Vous êtes l’un de ceux qui triturent ces clés dans sa poche alors, continuez d’essayer intelligemment toutes portes. Et si l’une d’entre elle passe par accepter l’idée d’aller faire un tour pour parler dans le Palais de Damas, mais ……Merde……faite la couleuvre……faite le poisson,….faite comme avec Tapie (je me souviendrais toujours de cette conférence de rédaction, pardon au lecteur qui ne peut pas comprendre) , considérez qu’il n’est pas éternel, mais qu’il est là, juste maintenant UTILE AU RETOUR AU CALME donc UTILE AU FUTUR.

Parlez en encore s’il vous plaît avec votre ami Farouk, qui, entre deux larmes, pourrait commencer à redevenir un mentor utile à mes enfants franco-syriens.

Mah sallam à vous , chers lecteurs.

Et évidemment en plus,  Ramadan Karim à mes amis musulmans.

J’écris sur la Syrie depuis 5 ans et mon premier papier est en cliquant là (après suivez les liens). Si vous désirez un lien vers un papier précis, dîtes le moi en commentaire.

Adeline Chenon Ramlat

2 COMMENTAIRES

  1. Je partage votre cri de coeur et de courage.
    Mais la raison n’est plus dans la région et dans le monde.
    Alors, tout le monde participe à l’horreur de détruire la Syrie indestructible car éternelle.
    Et alors tout le monde se donne les raisons qu’il veut bien se donner dans cette entreprise dévastatrice.

    Ahmed (de Tunisie)

  2. Bonjour,

    Votre intéressant texte
    gagnerait à être moins allusif… Quelle est cette boulette qatarie ? De quel épisode s’agit-il quant à Tapie ?….
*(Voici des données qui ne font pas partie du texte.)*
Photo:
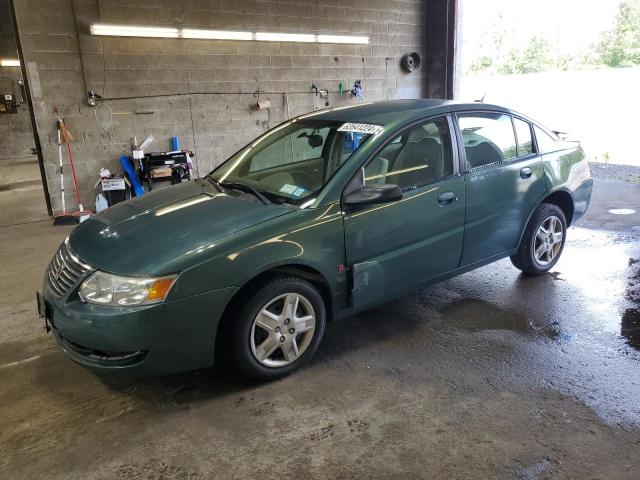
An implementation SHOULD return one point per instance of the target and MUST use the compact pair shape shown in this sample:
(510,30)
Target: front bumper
(157,339)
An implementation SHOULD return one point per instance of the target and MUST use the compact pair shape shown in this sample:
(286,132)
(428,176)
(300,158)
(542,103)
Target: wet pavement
(489,375)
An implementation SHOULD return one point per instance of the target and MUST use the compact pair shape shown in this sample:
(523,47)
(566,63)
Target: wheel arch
(562,199)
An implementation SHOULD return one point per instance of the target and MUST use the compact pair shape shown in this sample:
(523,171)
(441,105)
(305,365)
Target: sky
(569,25)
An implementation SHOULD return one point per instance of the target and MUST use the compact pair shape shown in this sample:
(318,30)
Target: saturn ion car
(325,215)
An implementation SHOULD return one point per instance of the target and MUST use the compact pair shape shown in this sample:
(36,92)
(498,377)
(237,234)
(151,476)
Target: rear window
(546,143)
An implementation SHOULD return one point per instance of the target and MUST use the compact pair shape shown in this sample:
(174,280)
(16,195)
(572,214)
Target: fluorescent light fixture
(342,39)
(215,34)
(200,33)
(134,31)
(285,37)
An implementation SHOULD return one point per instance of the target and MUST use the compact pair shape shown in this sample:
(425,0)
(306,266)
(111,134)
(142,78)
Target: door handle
(447,198)
(525,172)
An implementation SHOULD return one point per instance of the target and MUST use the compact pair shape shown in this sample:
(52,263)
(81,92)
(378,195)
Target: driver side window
(417,156)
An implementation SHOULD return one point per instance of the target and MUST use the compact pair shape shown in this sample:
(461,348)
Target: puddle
(621,211)
(478,315)
(630,327)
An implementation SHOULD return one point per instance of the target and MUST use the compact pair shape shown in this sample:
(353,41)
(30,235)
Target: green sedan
(325,215)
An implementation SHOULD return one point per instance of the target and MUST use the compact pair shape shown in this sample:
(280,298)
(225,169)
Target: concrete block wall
(16,135)
(61,56)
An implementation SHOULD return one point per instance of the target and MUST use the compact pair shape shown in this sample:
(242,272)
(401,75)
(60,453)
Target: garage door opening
(22,195)
(570,69)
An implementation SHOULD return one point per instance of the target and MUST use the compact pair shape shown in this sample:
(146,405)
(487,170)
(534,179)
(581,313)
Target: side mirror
(373,194)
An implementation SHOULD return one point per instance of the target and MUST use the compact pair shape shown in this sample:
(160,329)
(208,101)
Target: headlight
(106,289)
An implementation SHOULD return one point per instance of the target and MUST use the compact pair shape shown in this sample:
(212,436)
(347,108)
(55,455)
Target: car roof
(396,111)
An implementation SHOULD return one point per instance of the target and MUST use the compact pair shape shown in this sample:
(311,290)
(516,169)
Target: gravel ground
(608,171)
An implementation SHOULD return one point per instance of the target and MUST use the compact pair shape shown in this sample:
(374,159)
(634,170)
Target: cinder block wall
(213,125)
(16,137)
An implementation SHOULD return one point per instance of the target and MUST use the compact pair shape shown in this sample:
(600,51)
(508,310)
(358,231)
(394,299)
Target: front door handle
(525,172)
(447,198)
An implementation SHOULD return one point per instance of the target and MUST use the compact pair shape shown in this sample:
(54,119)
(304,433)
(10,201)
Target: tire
(539,252)
(268,321)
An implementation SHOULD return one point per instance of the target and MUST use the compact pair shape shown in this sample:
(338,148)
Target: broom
(64,217)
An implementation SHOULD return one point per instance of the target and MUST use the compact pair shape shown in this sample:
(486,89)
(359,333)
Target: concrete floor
(21,193)
(489,375)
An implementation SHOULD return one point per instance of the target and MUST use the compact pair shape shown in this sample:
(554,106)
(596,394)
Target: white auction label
(360,128)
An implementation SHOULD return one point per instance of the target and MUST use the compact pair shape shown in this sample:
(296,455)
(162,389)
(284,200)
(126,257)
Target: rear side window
(523,132)
(546,143)
(417,156)
(488,138)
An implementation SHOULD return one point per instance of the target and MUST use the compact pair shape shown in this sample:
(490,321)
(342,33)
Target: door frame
(32,115)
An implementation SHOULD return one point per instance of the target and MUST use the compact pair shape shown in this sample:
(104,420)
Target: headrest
(417,135)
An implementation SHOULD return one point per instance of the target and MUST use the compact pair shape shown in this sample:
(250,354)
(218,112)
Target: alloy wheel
(282,330)
(548,240)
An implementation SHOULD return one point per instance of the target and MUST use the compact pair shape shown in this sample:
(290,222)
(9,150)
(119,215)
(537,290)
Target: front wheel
(279,329)
(543,240)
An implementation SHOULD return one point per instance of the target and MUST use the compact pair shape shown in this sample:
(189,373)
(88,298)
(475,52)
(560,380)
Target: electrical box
(8,103)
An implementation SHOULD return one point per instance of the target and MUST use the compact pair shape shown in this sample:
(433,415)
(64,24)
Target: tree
(620,46)
(532,59)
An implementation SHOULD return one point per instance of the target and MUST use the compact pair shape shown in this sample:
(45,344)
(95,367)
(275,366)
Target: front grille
(65,270)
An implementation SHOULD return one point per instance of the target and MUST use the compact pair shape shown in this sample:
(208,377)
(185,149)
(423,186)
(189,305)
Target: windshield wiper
(247,188)
(215,183)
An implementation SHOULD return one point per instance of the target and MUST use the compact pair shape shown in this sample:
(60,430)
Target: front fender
(312,238)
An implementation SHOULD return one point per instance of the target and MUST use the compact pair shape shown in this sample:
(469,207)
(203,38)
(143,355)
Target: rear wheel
(279,329)
(543,240)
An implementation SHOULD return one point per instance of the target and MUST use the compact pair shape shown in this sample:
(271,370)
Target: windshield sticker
(361,128)
(288,189)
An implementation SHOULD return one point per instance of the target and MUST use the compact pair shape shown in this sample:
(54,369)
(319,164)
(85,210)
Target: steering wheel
(304,179)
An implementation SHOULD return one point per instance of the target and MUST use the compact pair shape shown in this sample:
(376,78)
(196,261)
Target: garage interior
(491,374)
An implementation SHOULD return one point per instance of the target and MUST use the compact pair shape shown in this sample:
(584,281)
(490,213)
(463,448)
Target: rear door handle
(447,198)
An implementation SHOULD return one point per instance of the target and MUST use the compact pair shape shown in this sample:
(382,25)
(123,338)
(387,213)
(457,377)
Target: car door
(395,246)
(504,181)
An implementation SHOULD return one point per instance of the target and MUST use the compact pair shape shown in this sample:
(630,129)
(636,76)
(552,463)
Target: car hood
(166,230)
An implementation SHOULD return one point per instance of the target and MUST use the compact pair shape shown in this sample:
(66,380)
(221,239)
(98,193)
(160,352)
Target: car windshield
(292,161)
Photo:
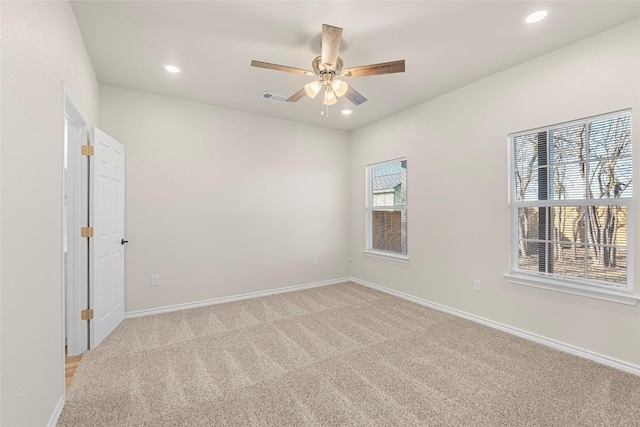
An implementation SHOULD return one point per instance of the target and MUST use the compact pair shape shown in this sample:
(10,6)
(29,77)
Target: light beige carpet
(341,355)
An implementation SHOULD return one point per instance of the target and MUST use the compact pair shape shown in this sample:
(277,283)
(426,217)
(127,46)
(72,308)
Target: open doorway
(75,215)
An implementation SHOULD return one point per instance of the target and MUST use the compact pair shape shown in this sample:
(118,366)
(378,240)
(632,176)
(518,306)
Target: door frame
(75,289)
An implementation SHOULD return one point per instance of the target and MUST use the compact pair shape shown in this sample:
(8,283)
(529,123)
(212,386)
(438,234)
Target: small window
(571,203)
(387,209)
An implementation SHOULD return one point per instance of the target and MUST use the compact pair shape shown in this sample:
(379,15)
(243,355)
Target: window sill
(611,295)
(387,255)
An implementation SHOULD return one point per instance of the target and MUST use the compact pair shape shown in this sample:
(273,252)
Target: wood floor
(70,366)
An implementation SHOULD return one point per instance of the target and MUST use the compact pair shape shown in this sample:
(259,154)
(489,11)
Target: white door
(106,262)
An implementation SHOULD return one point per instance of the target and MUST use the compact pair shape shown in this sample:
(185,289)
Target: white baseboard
(568,348)
(203,303)
(56,412)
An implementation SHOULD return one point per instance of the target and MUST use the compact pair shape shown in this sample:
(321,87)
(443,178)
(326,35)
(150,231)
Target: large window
(571,201)
(387,209)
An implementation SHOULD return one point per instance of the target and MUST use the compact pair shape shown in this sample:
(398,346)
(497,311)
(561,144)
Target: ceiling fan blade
(374,69)
(331,38)
(277,67)
(354,96)
(296,96)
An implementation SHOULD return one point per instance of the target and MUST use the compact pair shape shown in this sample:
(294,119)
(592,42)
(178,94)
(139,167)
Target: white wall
(41,45)
(221,202)
(457,170)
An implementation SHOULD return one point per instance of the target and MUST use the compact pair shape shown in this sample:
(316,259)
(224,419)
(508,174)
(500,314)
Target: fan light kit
(328,68)
(172,69)
(536,16)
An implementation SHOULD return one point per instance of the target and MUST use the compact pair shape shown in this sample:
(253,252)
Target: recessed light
(536,16)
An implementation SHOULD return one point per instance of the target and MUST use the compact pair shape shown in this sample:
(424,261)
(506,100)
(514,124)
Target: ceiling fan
(329,68)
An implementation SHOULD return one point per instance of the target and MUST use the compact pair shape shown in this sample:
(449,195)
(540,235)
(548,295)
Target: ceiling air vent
(274,97)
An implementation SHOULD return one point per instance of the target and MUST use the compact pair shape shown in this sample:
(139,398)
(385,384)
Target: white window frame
(377,253)
(591,289)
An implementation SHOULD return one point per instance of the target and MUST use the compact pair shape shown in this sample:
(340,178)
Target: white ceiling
(446,45)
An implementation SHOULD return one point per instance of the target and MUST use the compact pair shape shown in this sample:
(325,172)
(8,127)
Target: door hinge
(86,232)
(86,314)
(87,150)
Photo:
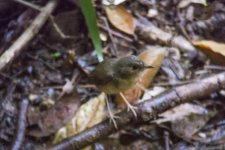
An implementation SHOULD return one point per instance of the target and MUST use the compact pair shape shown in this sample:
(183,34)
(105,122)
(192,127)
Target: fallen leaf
(87,116)
(151,56)
(215,51)
(186,119)
(180,112)
(48,122)
(121,19)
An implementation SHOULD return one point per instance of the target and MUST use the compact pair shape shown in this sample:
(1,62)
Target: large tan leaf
(151,56)
(121,19)
(88,115)
(215,51)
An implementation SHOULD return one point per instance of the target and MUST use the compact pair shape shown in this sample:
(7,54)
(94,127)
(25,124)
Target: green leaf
(55,55)
(91,21)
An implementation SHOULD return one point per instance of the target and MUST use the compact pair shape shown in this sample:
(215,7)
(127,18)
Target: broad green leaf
(91,21)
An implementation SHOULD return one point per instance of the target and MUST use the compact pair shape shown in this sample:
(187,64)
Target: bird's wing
(103,79)
(102,75)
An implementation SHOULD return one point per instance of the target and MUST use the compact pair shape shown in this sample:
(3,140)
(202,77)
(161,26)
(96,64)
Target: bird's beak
(147,67)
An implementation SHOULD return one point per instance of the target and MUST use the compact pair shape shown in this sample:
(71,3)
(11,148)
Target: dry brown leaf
(151,56)
(215,51)
(121,19)
(87,116)
(180,112)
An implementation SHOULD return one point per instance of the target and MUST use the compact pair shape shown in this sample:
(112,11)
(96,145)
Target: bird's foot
(132,109)
(112,119)
(129,106)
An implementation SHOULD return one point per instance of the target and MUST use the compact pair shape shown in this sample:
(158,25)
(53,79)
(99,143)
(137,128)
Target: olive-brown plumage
(117,74)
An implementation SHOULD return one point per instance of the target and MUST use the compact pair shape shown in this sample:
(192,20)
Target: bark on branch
(147,111)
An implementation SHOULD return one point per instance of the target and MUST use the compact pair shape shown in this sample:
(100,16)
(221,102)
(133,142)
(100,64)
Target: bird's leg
(143,89)
(129,106)
(111,115)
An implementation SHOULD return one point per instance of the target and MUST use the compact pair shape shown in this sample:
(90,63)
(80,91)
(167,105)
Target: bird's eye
(134,67)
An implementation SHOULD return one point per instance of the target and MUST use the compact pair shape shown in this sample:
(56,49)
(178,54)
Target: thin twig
(28,4)
(58,30)
(21,126)
(16,48)
(147,111)
(114,47)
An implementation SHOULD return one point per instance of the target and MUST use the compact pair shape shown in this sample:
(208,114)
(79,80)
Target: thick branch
(21,126)
(147,111)
(15,49)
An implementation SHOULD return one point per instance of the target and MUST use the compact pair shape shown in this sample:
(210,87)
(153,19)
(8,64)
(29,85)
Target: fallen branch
(21,128)
(12,52)
(147,111)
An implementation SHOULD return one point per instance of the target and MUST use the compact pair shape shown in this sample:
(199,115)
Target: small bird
(116,75)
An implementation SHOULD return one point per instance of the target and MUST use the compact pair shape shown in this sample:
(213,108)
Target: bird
(116,75)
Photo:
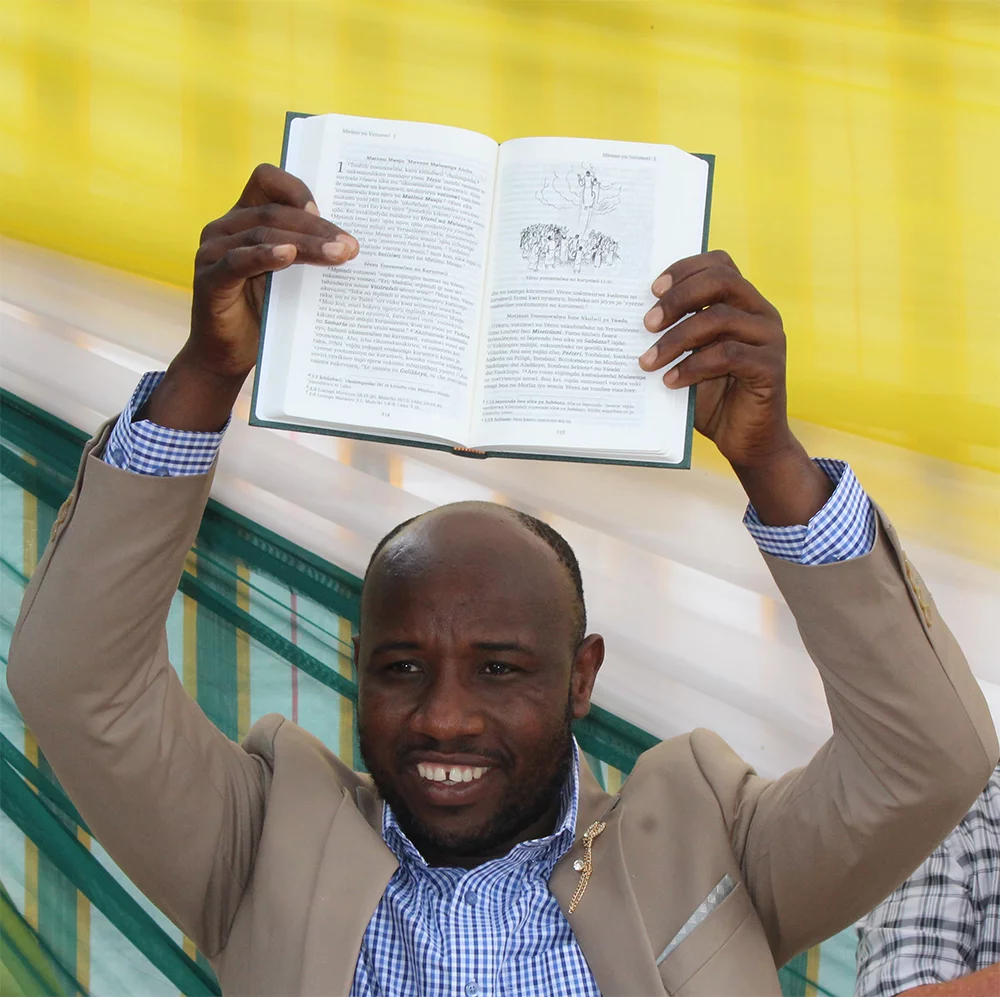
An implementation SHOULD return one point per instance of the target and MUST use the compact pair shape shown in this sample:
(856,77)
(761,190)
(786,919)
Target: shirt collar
(548,850)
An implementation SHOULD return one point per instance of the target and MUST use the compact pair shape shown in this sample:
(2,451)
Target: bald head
(486,537)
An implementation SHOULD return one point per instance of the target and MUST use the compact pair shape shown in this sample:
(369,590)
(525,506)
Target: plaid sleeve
(924,932)
(145,448)
(842,529)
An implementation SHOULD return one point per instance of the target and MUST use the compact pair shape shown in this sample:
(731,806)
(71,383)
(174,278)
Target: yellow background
(858,146)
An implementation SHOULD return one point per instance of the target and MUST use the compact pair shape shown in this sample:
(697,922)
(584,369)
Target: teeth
(455,774)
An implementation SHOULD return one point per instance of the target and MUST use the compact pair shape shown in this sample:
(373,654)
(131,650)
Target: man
(938,935)
(481,857)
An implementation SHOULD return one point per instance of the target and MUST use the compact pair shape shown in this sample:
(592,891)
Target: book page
(388,341)
(581,229)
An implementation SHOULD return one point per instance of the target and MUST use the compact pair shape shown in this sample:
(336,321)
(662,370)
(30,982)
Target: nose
(448,710)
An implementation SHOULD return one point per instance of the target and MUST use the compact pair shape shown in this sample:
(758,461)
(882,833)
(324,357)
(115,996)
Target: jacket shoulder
(696,765)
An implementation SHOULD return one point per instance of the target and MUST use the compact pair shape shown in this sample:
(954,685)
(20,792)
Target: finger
(689,266)
(275,216)
(267,183)
(706,287)
(241,263)
(751,364)
(315,249)
(716,322)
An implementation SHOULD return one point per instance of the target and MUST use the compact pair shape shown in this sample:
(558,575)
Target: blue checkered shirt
(496,929)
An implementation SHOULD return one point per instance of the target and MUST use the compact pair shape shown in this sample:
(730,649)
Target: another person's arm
(984,983)
(925,939)
(177,804)
(913,741)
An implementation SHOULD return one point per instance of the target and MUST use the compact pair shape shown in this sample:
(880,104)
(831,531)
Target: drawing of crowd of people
(549,245)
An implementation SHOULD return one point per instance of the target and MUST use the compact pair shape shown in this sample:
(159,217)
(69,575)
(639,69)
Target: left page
(385,344)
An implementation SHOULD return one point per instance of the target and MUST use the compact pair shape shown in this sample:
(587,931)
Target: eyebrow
(502,645)
(481,645)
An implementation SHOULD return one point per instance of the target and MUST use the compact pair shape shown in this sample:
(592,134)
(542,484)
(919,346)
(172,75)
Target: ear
(586,664)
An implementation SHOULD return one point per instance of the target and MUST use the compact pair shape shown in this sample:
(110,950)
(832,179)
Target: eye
(498,668)
(403,668)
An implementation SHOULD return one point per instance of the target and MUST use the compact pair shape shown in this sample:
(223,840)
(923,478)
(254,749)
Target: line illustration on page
(548,245)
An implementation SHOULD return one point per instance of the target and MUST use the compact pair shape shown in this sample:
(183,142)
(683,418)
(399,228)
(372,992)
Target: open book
(495,308)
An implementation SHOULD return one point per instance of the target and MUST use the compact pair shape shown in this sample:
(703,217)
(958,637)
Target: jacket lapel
(607,923)
(354,871)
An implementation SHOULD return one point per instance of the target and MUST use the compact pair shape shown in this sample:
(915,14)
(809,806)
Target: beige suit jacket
(268,854)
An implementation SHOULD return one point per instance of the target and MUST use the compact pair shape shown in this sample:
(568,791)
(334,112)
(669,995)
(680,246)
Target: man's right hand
(274,223)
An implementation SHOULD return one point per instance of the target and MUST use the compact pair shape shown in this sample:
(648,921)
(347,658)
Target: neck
(540,828)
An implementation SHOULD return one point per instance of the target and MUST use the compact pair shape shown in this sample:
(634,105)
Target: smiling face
(470,671)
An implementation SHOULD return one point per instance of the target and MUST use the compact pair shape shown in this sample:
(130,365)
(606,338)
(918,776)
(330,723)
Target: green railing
(258,624)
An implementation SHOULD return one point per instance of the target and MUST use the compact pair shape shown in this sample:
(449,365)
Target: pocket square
(720,891)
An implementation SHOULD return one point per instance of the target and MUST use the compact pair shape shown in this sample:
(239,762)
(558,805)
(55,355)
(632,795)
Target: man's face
(469,675)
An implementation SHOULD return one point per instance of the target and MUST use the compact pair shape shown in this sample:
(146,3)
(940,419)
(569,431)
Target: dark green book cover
(684,463)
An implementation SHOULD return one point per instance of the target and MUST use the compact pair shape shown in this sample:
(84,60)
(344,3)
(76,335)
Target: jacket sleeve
(913,745)
(177,804)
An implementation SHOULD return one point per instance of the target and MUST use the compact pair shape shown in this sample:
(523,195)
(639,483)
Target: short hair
(553,538)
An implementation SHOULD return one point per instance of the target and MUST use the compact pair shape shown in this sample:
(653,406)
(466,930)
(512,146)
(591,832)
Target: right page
(581,228)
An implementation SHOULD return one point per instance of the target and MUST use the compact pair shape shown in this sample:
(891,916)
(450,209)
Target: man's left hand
(739,367)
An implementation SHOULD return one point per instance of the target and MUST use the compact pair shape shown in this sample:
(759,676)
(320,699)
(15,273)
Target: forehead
(471,567)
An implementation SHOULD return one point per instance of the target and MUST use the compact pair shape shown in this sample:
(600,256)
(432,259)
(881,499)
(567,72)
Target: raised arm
(176,803)
(913,740)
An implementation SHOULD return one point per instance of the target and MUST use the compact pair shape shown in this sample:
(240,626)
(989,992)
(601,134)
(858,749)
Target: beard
(518,808)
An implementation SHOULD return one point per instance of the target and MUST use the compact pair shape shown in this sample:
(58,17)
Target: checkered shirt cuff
(842,529)
(146,448)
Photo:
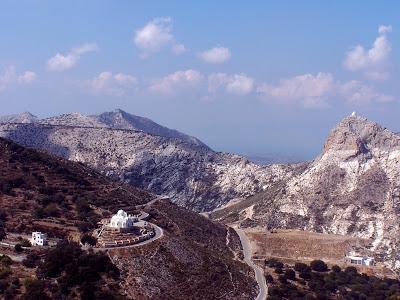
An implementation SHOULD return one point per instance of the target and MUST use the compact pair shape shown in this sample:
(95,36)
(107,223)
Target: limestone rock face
(147,155)
(352,188)
(24,117)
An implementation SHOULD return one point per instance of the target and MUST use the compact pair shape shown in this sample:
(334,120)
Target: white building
(122,220)
(38,239)
(355,259)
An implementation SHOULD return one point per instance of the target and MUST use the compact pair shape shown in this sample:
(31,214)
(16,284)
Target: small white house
(39,239)
(360,260)
(122,220)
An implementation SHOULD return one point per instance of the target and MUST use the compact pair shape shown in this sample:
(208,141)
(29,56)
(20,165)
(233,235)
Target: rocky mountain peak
(359,135)
(25,117)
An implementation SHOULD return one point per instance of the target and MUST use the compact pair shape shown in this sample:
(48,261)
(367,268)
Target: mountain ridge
(191,174)
(352,188)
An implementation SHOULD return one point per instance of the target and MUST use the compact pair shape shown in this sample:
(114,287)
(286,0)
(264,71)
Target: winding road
(259,273)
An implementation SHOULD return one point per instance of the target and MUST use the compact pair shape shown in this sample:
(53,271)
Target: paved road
(247,252)
(159,233)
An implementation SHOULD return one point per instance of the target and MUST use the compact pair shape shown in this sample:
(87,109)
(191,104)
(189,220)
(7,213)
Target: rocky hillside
(195,258)
(352,188)
(24,117)
(149,156)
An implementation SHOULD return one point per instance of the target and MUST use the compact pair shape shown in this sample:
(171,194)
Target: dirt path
(259,273)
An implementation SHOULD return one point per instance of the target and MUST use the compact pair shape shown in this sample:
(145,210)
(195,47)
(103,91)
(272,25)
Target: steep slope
(352,188)
(191,174)
(120,119)
(24,117)
(193,255)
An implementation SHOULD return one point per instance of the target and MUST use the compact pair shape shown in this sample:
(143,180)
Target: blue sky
(253,77)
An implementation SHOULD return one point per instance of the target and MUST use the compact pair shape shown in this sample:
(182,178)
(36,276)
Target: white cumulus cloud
(27,77)
(217,55)
(113,85)
(178,49)
(62,62)
(156,35)
(10,77)
(309,90)
(177,81)
(372,62)
(238,84)
(355,92)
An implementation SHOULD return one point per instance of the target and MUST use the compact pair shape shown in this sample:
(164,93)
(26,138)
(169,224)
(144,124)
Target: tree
(18,248)
(2,233)
(336,269)
(290,274)
(88,239)
(269,278)
(34,290)
(319,266)
(300,267)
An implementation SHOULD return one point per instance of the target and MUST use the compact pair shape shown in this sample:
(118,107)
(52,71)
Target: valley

    Vous semblez tenir Edwy Plenel en haute estime et en faire une autorité morale… Vous faites erreur, la violence de sa psychorigidité, sa stratégie de manipulation de l’information,sa pratique du silence sur les dégâts que causent ses amis et du plein phare sur les fautes vénielles de ses ennemis qui sont à vouer aux gémonies, tout cela me donne la nausée et plus que ça. Ce personnage vain et fanatique ne mérite pas autant d’énergie à vouloir le convaincre, car sur la Syrie, son parti est pris, il n’est pas question de Bachar el-Assad, il hait tout simplement, il hait ceux qu’il a désigné au camp des exécrables, car son but est de régler d’obscures comptes personnels :faire la peau de l’ «autre» présumé infect, et tous les moyens sont bons. Il incarne un totalitarisme nouveau d’uneviolence inouïe.